How did science come to speak only English - Schiphol
https://aeon.co/essays/how-did-science-come-to-speak-only-english
======
gwern
> This point is much easier to sustain if the speaker grew up speaking
> English, but the majority of scientists working today are actually not
> native English speakers. When you consider the time spent by them on
> language-learning, the English-language conquest is not more efficient than
> polyglot science – it is just differently inefficient. There’s still a lot
> of language‑learning and translation going on, it’s just not happening in
> the United Kingdom, or Australia, or the United States. The bump under the
> rug has been moved, not smoothed out.

That's not true, and this is why you see hub-and-spoke models everywhere.
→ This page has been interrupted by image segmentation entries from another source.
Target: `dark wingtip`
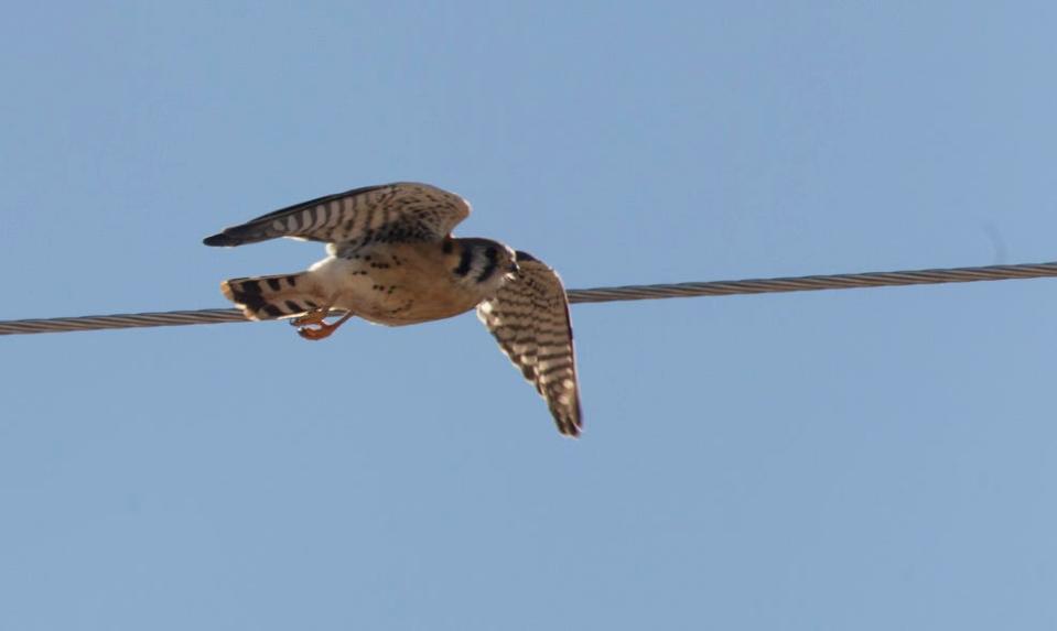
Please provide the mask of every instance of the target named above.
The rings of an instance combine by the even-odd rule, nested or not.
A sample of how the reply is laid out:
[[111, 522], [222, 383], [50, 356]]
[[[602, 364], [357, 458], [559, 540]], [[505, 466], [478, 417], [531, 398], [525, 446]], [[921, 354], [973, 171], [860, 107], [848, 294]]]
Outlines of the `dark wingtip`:
[[233, 239], [230, 236], [220, 232], [219, 235], [214, 235], [212, 237], [206, 237], [202, 240], [206, 246], [215, 247], [226, 247], [226, 246], [238, 246], [238, 241]]

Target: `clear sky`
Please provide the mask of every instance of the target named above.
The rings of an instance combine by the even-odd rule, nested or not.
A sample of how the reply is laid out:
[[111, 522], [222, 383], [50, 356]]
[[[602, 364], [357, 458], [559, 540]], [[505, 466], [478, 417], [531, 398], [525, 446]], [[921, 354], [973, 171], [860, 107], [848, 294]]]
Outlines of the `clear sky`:
[[[398, 179], [570, 287], [1057, 260], [1053, 2], [22, 2], [0, 318]], [[0, 338], [0, 629], [1054, 629], [1057, 281]]]

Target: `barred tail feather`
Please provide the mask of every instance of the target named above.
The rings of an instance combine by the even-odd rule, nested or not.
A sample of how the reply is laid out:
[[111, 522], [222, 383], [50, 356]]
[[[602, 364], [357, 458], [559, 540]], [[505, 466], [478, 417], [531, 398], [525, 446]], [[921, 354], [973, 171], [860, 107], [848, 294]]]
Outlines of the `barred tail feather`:
[[277, 319], [326, 306], [320, 284], [308, 272], [230, 279], [220, 283], [224, 297], [249, 319]]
Even
if no one spoke the language natively (like, oh say, Latin?), it would still
be efficient to have a single standard language so you only have to learn 1
rather than _n_. In the polyglot scenario, you still have to learn (at least)
another language, but now each additional language only unlocks 1/n% instead
of 'all of it'...

------
billylo
If you were to choose a "lingua franca" for software developers, what should
it be?

Yes, each programming language has its own strengths and weaknesses, but I do
look forward to the days when I don't need to learn 5 different sets of string
manipulation APIs or math functions.

Why hasn't this happened?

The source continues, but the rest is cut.